I believe the honourable member is conflating all these types of quarantine into one case, which is inaccurate and misleading. Segregation and isolation are much lower levels of quarantine and may potentially be applied to large groups of persons for the duration of an emergency. Detention would be contemplated only for those whose exposure status, noncompliance and behaviour pose a clear risk to the public. They would then conceivably be detained under clause 77 of the bill. It should be noted that clause 77 detention orders already have strong judicial review provisions. So, detention already has strong judicial review provisions, which are, in fact, I am advised, stronger than those that Queensland provides.

The Hon. S.G. WADE: I was wanting to respond to some of the assertions that the minister made. She asserted that the potential for whole classes of people—

The CHAIR: You may not debate it.

The Hon. S.G. WADE: No, I'm sorry; I am trying to correct the record. The minister suggested that whole classes of people could be subject to these orders, which would lead to hundreds of cases before the courts. The fact is that courts already have processes to deal with a range of similar matters together. That was a particular issue I discussed with parliamentary counsel, and they assured me that this would not lead to a flood of cases.
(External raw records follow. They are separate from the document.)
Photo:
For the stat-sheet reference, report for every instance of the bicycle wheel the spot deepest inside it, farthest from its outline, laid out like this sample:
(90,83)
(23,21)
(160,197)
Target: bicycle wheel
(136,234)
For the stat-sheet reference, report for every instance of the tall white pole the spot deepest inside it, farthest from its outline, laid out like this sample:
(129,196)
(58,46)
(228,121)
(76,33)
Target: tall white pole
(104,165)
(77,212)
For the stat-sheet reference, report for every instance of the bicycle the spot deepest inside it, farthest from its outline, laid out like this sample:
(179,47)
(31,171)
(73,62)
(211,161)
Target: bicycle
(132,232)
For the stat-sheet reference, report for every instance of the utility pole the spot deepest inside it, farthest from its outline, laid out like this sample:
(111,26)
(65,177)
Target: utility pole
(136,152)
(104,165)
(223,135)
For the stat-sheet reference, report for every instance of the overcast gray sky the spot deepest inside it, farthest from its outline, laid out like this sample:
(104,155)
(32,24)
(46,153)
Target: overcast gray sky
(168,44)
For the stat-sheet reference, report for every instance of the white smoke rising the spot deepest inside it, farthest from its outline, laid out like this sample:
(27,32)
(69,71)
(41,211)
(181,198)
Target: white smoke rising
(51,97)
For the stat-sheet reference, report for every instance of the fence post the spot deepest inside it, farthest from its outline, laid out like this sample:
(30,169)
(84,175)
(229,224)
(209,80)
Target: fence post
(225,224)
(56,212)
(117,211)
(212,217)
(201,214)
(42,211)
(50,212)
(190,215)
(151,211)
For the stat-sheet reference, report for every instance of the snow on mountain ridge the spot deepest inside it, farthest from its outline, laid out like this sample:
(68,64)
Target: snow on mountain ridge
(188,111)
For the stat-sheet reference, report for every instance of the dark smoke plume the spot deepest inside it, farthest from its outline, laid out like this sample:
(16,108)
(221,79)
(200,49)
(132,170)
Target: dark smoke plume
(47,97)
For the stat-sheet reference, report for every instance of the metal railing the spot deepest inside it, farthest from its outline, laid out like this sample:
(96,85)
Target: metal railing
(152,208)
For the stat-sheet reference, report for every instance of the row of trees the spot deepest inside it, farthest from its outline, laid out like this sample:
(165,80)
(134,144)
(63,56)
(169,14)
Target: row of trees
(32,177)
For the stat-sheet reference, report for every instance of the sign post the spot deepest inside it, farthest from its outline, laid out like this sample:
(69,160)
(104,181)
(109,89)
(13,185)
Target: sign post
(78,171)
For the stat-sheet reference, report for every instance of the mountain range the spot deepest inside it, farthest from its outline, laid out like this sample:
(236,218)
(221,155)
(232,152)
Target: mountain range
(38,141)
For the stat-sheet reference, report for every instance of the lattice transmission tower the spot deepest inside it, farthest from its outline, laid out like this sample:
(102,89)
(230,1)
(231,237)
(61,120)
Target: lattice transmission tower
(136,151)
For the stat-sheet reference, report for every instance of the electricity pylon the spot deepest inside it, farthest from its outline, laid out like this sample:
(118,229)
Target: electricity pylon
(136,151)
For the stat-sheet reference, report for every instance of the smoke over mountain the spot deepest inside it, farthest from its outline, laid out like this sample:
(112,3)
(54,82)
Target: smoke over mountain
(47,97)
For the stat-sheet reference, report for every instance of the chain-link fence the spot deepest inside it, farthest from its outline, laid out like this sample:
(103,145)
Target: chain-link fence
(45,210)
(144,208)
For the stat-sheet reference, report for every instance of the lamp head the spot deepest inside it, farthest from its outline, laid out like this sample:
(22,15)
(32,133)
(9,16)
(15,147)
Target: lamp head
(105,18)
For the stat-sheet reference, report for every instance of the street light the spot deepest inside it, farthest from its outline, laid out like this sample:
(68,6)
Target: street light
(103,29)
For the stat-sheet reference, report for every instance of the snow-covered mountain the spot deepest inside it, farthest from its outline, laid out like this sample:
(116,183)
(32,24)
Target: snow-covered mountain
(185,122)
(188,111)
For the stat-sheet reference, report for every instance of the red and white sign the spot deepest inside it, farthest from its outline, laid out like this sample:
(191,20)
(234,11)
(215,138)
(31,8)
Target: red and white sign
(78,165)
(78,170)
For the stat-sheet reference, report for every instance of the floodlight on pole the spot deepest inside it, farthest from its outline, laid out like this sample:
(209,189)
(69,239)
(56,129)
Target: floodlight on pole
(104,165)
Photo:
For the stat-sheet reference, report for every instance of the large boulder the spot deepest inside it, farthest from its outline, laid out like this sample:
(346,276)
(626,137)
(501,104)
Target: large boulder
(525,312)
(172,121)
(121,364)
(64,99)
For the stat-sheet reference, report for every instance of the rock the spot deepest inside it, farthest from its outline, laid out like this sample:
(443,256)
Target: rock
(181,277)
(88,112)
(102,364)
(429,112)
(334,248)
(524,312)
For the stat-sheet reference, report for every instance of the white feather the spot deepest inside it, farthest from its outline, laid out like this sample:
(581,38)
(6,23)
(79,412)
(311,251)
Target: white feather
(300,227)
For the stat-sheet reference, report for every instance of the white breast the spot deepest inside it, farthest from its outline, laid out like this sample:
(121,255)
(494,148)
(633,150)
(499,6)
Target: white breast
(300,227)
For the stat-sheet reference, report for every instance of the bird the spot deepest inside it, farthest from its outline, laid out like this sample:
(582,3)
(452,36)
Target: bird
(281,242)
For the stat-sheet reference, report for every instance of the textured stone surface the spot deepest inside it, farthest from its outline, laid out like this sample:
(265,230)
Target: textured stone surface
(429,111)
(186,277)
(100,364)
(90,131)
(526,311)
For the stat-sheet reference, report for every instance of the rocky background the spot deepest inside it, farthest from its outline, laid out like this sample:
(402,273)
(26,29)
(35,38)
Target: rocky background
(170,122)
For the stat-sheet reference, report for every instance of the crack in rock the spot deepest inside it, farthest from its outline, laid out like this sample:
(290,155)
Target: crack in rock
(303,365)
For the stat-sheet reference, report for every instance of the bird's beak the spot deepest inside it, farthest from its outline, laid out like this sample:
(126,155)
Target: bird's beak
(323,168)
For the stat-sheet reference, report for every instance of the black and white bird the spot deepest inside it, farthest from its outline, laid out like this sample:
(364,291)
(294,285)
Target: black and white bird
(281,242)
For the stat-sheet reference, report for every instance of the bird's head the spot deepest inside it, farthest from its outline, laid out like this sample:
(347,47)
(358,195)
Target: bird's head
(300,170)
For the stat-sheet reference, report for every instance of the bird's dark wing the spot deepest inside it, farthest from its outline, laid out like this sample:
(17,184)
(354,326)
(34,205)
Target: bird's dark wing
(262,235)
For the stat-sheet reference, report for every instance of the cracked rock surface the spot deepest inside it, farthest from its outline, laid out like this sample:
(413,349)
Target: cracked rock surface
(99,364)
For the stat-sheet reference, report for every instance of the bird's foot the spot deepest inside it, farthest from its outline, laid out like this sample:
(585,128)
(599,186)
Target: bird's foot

Secondly, health officers would not need to attend. It is common practice for government law officers to take statements from relevant experts and present them to the court as their legal representative, just as a person who is subject to the order does not need to attend. In relation to the semantic game about isolation, segregation or detention, if I am told that I need to remain at a place for a certain period, that sounds awfully like detention to me. I would submit that my amendment does enhance the bill and I would ask the committee to support it.

The committee divided on the amendment:

AYES (8)
Bressington, A. Franks, T.A. Lee, J.S.
Lensink, J.M.A. Parnell, M. Ridgway, D.W.
Vincent, K.L. Wade, S.G. (teller)
NOES (7)
Darley, J.A. Finnigan, B.V. Gago, G.E. (teller)
Gazzola, J.M. Hood, D.G.E. Hunter, I.K.
Zollo, C.
PAIRS (6)
Dawkins, J.S.L. Holloway, P.
Lucas, R.I. Brokenshire, R.L.
Stephens, T.J. Wortley, R.P.

Majority of 1 for the ayes.

Amendment thus carried; clause as amended passed.

Progress reported; committee to sit again.